Barisauskas notes that uncertainty in demand from Asia and the U.S. is prompting buyers to purchase on a short-term basis, avoiding inventory buildup throughout the supply chain and slowing pulp consumption.
April data from the Pulp and Paper Products Council (PPPC), compiled by BTG Pactual, show stock levels rising to 44 days (47 for short-fiber and 41 for long-fiber pulp), with operating rates at 80%, considered idle by the bank.
Despite pressure, total shipments rose 2% year over year, driven by a 15% increase in Chinese demand. In contrast, Latin America saw a 9% decline.

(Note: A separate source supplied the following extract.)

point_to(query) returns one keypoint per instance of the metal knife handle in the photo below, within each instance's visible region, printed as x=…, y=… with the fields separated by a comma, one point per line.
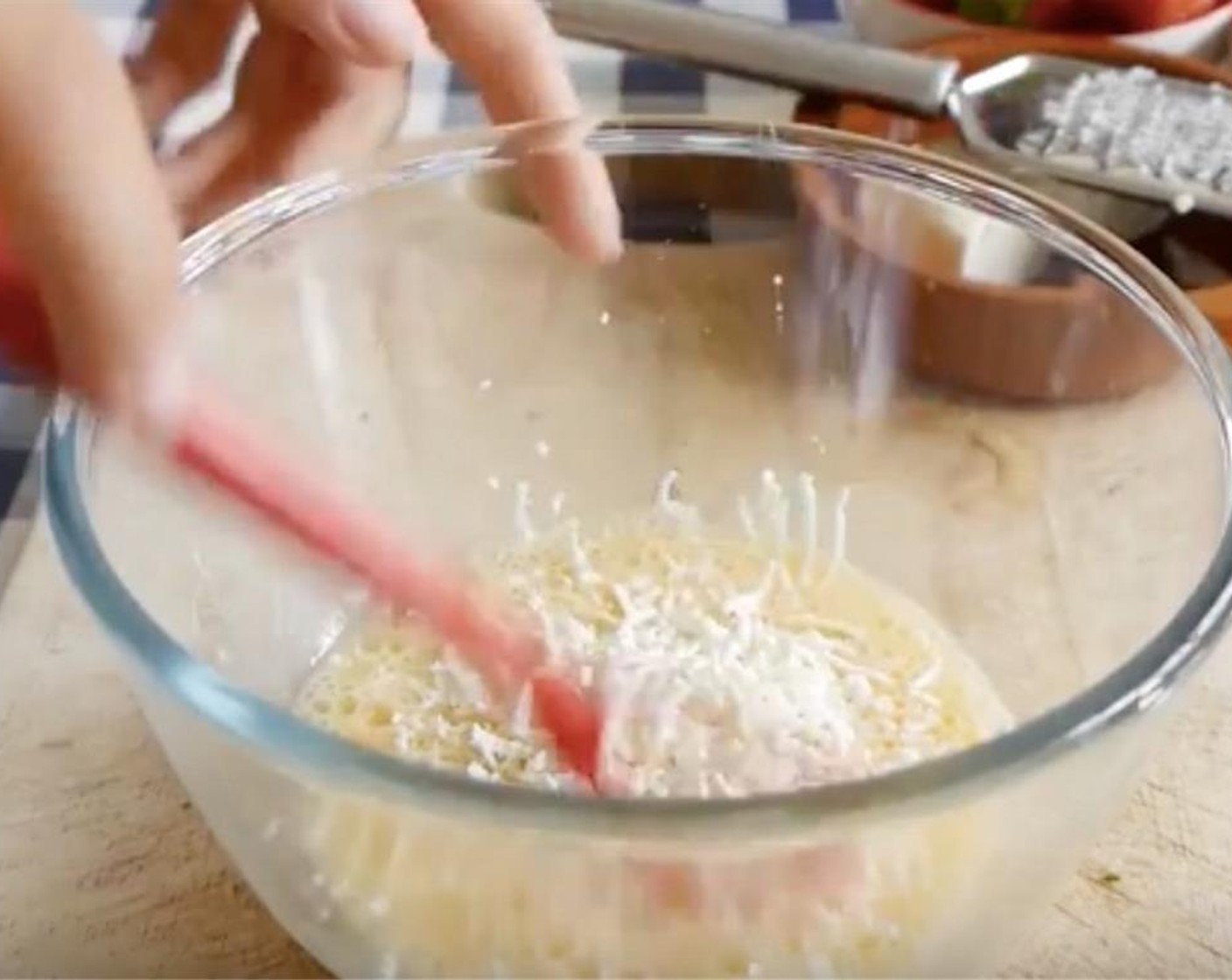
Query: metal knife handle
x=793, y=57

Following first-quarter earnings, Suzano CEO Beto Abreu noted that demand hasn’t shifted significantly but acknowledged a cautious outlook. During a May press briefing, CFO Marcos Assumpção addressed speculation about production cuts, saying the company is monitoring high-cost operations but plans to sell everything it produces.
Another concern is the potential redirection of Chinese exports to markets outside the U.S. “China may face difficulties exporting short-fiber pulp to the U.S. The big question is whether Chinese producers will absorb this output or export it elsewhere,” said Klabin CEO Cristiano Teixeira during a call.
For long-fiber pulp, Teixeira sees a more favorable situation, as most of China’s imports come from the U.S. “Any global producer of long-fiber pulp could become a supplier alternative for China, Brazil included,” he added.
Despite the adversity, Brazilian diplomat José Carlos da Fonseca, president of Empapel and international relations director at Ibá, believes it’s still too early to determine if the current pressures represent a lasting trend.
This month, the U.S. and China agreed to reduce reciprocal tariffs from 125% to 10% for 90 days while negotiations continue. “We may be at the peak of this cycle, but the world will not be the same, even once this period passes,” da Fonseca said.